Haiti earthquake: 'Tonight we'll have a proper meal'

WFP assists families who lost everything in the disaster

2 September 2021, Alexis Masciarelli

MANICHE - When a 7.2 magnitude earthquake struck large areas of Southern Haiti at 08:30 on the morning of Saturday 14 August, Fleurimont Michel had gone to the market. It was just a regular Saturday morning, when she buys food supplies for the family. In a few seconds, her whole life was transformed.

“The earth moved under my feet. My first thought was to run back home to save my children. I kept thinking that if our house had collapsed, they would have died,” she says. “I fell three times on the way back. There were cracks on the road. The ground had turned into mud.”

“When I finally got home. I saw that the walls of our house had fallen. But my children were there, they were safe. They were covered in dirt, because the tremor made them fall to the ground. But they were safe. We were all safe.”

As she tells her story, Fleurimont Michel is sitting in her backyard, throwing a few handfuls of peas into a cooking pot. Her two youngest daughters watch her. Pregnant with her fifth child, she was given priority at a World Food Programme (WFP) emergency food distribution organized that morning on the grounds of a nearby school. She received a bag of 50 kg of rice, 12 kg of peas and 3.7 litres of vegetable oil.

The mountainous area of Maniche, one hour’s drive north of the regional capital Les Cayes, was one of the hardest-hit by the earthquake. “In the city centre, 98 percent of the houses have been destroyed,” says local mayor Jean-David Brimare. Many people are still missing, mostly farmers who had gone to their fields early in the morning and are now feared dead and buried under several landslides caused by the earthquake.

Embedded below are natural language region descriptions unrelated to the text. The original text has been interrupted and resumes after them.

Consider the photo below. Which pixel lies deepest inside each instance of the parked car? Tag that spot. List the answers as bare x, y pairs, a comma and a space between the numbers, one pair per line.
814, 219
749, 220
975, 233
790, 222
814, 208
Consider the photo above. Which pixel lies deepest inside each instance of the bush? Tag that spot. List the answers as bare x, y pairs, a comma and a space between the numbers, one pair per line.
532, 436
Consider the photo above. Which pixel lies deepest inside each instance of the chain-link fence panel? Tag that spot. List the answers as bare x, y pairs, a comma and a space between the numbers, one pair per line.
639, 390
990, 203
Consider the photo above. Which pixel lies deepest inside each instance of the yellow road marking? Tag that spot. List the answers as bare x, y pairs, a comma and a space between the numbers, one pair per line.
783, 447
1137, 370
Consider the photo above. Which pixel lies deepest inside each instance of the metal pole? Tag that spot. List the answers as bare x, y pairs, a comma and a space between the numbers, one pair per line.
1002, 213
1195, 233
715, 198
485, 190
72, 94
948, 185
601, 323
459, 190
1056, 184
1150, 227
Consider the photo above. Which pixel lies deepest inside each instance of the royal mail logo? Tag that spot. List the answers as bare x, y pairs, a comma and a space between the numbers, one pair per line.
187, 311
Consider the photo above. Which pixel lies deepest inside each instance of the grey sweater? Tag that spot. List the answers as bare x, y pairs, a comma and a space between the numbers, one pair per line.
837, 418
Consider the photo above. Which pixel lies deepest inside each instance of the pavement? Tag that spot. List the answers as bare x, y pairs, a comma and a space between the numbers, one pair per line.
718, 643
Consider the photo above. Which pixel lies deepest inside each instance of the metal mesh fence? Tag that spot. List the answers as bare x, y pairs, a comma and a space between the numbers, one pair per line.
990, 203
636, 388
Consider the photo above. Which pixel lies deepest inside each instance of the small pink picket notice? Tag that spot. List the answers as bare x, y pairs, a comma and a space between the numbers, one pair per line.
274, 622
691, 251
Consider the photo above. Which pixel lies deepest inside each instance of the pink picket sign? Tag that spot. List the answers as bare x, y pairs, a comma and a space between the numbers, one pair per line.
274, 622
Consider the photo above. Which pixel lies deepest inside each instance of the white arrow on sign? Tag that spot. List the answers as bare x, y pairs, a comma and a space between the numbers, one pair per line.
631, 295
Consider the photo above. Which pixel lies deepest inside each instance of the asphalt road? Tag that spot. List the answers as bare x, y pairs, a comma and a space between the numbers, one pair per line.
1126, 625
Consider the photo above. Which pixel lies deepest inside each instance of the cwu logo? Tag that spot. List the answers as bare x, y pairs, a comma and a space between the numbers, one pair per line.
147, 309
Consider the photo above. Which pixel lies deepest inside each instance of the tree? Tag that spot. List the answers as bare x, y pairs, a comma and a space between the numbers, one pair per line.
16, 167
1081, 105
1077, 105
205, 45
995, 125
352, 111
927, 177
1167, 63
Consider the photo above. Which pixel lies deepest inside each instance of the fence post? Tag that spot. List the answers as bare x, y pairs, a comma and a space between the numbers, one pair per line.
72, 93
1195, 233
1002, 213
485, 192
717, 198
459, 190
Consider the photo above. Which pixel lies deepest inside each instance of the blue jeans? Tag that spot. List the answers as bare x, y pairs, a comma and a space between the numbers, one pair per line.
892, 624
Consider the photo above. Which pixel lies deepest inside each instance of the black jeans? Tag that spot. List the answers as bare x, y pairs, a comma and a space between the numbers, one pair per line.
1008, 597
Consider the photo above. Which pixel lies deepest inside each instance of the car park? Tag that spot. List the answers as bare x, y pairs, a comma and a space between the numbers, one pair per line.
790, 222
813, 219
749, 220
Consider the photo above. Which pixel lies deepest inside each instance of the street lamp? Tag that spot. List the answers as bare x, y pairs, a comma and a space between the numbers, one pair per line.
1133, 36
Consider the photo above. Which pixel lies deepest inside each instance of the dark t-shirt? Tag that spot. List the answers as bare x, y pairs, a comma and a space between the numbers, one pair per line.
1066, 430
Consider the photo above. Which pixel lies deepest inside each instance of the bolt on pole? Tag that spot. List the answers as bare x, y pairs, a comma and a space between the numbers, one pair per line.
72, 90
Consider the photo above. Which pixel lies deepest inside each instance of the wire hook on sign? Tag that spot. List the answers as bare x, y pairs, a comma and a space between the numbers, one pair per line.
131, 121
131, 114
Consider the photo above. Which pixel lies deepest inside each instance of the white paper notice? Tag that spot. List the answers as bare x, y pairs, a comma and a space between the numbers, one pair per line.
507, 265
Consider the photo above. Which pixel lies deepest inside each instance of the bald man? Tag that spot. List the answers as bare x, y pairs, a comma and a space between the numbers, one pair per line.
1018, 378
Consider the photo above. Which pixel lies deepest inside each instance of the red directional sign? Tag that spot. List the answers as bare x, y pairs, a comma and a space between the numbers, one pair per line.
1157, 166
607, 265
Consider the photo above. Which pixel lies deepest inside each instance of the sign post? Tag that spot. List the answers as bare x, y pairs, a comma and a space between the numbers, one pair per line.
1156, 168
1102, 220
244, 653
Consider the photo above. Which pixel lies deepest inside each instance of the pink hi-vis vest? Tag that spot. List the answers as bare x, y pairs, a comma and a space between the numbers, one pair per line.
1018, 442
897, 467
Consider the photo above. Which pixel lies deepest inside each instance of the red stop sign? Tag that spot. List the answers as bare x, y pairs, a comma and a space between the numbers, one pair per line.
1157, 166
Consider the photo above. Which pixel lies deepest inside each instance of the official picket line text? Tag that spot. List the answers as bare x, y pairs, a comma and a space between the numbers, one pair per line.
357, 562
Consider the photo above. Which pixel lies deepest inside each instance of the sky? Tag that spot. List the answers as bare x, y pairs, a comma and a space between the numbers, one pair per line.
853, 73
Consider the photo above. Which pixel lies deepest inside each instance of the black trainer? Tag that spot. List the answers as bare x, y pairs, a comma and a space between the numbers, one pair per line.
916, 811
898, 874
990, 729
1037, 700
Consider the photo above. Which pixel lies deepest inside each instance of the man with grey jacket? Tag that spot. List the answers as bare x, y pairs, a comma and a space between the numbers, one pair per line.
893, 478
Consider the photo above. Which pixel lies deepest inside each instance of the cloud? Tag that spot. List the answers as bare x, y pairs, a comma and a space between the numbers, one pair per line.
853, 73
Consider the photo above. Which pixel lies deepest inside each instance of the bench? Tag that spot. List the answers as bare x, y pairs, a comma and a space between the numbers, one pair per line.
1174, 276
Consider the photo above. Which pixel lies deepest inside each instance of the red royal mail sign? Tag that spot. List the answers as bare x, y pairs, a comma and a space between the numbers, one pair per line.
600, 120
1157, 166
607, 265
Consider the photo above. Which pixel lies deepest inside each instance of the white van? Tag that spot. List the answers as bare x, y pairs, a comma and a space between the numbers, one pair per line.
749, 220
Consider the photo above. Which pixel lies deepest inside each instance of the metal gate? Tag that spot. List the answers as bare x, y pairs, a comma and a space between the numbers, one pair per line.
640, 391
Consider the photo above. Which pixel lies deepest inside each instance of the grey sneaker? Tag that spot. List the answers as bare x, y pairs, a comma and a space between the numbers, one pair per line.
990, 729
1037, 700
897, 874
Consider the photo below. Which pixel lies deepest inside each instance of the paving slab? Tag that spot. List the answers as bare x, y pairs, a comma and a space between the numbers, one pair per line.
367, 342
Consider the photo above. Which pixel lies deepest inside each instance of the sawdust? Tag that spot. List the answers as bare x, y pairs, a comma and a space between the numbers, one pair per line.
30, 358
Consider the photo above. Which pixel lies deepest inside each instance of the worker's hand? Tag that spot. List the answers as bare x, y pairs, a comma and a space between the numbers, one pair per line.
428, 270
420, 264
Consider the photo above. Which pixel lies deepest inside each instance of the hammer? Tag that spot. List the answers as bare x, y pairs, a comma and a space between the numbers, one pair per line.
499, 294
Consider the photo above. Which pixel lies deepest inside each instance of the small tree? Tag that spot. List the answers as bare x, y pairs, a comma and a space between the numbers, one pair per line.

“It’s a catastrophe,” the mayor continues. “People are sleeping in the open. There is a massive need for shelter and food assistance. When their houses fell, they lost everything. I’m sending an SOS to all the people of goodwill and organizations to help us overcome this great difficulty.”

Local authorities estimate that about 15,000 people in Maniche need immediate assistance. Within two weeks of the earthquake, WFP staff, together with teams from Haiti’s Civil Protection, have already provided food supplies to 10,000 residents.

“Until we received the assistance, we had to pick bananas and avocados from the trees,” says Fleurimont. “Now I’m happy, very happy with the assistance we received. It will help us a lot. It had been a long time since I last cooked peas. Tonight, we will have a proper meal!”